+++ Syrien-Entwicklungen im Ticker +++ - Nach Machtwechsel: Syrien ernennt Übergangspräsidenten

Staatsagentur: Al-Scharaa Übergangspräsident Syriens

Mittwoch, 29. Januar, 19.53 Uhr: Nach dem Machtwechsel in Syrien ist De-facto-Herrscher Ahmed al-Scharaa zum Übergangspräsidenten ernannt worden. Wie die syrische Staatsagentur nach einem hochrangigen Treffen in Damaskus berichtete, soll al-Scharaa in der Übergangsphase die Aufgaben des Staatschefs übernehmen.

Al-Scharaa, früher unter seinem Kampfnamen Abu Mohammed al-Dscholani bekannt, führte die sunnitisch-islamistische Organisation Haiat Tahrir al-Scham (HTS), die den Sturz von Langzeit-Herrscher Baschar al-Assad maßgeblich herbeigeführt hatte. HTS ging aus der Al-Nusra-Front hervor, einem Ableger des Terrornetzwerks Al-Kaida. 
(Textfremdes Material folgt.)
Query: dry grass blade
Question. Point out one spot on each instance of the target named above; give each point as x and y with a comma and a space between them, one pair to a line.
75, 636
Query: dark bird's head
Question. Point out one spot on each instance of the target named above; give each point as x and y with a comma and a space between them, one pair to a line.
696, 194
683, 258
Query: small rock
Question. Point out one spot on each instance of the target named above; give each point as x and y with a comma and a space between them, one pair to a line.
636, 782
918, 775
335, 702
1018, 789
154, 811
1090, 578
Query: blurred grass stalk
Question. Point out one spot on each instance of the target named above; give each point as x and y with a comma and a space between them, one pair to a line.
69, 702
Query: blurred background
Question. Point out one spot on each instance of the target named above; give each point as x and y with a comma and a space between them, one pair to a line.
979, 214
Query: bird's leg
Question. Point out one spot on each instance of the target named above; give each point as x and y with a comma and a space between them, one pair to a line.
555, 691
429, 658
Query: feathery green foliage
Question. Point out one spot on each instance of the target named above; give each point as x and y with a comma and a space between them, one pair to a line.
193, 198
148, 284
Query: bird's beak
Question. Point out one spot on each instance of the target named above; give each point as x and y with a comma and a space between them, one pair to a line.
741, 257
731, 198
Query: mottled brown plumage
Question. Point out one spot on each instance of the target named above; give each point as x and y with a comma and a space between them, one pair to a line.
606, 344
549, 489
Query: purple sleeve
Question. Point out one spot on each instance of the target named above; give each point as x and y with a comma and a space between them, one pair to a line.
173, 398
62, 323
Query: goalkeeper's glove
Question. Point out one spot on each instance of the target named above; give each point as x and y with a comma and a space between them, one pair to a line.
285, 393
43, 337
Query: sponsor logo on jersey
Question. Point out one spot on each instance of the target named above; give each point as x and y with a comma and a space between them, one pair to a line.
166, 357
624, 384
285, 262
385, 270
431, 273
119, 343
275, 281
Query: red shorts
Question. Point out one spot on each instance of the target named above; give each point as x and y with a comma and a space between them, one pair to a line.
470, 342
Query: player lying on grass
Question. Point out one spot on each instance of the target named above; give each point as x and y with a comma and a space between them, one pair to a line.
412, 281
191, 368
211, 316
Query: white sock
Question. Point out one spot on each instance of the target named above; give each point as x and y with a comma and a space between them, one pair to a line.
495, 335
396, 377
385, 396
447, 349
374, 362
Der frühere Militärkommandeur, Anfang 40, gibt sich seit dem Machtwechsel betont moderat. Laut der staatlichen Nachrichtenagentur Sana wurde al-Scharaa beauftragt, einen legislativen Rat für die Übergangsphase zu gründen, bis eine neue Verfassung ausgearbeitet worden ist. Sana zitierte den Sprecher der Militärallianz, Hassan Abdul Ghani, die Assad im Dezember gestürzt hatte.

Die De-facto-Herrscher erklärten auf einer Konferenz in Damaskus, dass sie die Verfassung von 2012 außer Kraft setzen. Das Parlament der alten Regierung wird aufgelöst, ebenso sollen die Streitkräfte neu organisiert werden. Auch mit der alten Regierung verbundene Sicherheitsorgane werden offiziell aufgelöst. Die Baath-Partei des gestürzten Machthabers Assad, die ihre Arbeit in Syrien bereits eingestellt hat, sowie ihr angeschlossene Institutionen dürfen demnach nicht mehr tätig sein.

Vor mehr als acht Wochen hatte eine Rebellenallianz unter Führung der sunnitisch-islamistischen Organisation Haiat Tahrir al-Scham (HTS) Assad in einer Blitzoffensive gestürzt. Das Land ist nach über einem Jahrzehnt Bürgerkrieg politisch zersplittert und konfessionell gespalten. Dennoch verbinden viele Syrerinnen und Syrer mit dem Machtwechsel die Hoffnung auf einen Neubeginn.

Syrien-Heimkehrer bekommen bis zu 1700 Euro

Freitag, 17. Januar, 17.30 Uhr: Das Bundesamt für Migration und Flüchtlinge (BAMF) unterstützt wieder Migranten finanziell, die in ihre Heimat Syrien zurückkehren wollen. Seit dem 13. Januar organisiere das BAMF wieder freiwillige Ausreisen in das Herkunftsland Syrien, teilte ein Sprecher mit und bestätigte einen „Spiegel“-Bericht.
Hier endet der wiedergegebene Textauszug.